Former DirecTV chief Eddy Hartenstein has in fact emerged as the front-runner for the publisher’s post at the Los Angeles Times, Tribune Co. insiders said (Daily Variety, July 15).
Hartenstein is an unusual candidate for the job, but that’s likely working in his favor as Tribune’s new bosses seek a wholesale “reinvention” of the company’s newspapers. An engineer by training, Hartenstein was one of the founders of DirecTV in 1990, serving as its prexy and later chairman and CEO through its acquisition by News Corp. in 2003.
If he gets the gig, Tribune brass would likely counter inevitable questions about Hartenstein’s lack of publishing experience by emphasizing his role in building the successful satcasting business that broke ground technologically and loosened cable’s monopoly on the subscription TV market.

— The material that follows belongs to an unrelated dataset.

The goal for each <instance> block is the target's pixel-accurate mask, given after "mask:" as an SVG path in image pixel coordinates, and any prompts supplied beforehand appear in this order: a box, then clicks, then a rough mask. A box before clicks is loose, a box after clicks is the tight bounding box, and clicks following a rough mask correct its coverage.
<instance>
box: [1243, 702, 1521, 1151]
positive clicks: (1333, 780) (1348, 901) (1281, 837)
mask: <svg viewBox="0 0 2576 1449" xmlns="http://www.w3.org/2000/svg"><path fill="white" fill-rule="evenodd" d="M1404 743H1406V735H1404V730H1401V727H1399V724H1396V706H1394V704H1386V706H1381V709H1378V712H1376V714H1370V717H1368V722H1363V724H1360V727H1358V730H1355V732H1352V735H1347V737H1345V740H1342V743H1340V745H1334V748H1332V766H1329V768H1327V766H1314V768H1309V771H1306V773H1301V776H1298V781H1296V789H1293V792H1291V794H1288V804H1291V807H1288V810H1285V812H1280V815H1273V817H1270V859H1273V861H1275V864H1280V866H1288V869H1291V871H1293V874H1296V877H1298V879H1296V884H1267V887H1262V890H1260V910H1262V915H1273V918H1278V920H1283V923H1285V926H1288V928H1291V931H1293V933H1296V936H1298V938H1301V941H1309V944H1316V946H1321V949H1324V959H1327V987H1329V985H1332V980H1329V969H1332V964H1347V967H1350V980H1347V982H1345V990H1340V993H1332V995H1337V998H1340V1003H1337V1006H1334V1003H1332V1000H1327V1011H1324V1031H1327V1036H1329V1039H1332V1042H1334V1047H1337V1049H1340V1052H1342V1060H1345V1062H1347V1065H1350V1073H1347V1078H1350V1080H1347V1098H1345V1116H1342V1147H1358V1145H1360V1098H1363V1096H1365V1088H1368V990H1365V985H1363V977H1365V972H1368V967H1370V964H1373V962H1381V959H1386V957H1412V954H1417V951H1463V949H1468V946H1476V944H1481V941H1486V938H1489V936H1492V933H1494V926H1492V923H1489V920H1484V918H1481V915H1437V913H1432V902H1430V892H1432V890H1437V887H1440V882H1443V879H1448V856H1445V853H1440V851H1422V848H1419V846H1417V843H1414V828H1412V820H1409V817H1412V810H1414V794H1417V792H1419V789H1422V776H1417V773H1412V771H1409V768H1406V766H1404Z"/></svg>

After leaving DirecTV, Hartenstein established a Santa Monica-based investment fund, HD Partners, with four other DirecTV alums. HP Partners, which raised $150 million in a public offering in 2006, struck a deal last year to buy the National Hod Rod Assn., but the transaction ultimately fell through and HP Partners dissolved after redistributing its coin to shareholders earlier this year, according to the company’s website.
The latest executive turmoil at the top of the L.A. Times came earlier this month, when publisher David Hiller was forced out after less than two years in the post. His departure coincided with the layoffs of about 250 staffers, including 150 from editorial, in the face of declining ad revenue and a weakening economy.
A Los Angeles Times spokesman declined comment on Hartenstein. A Tribune spokesman would only say that the search for Hiller’s successor “is continuing.”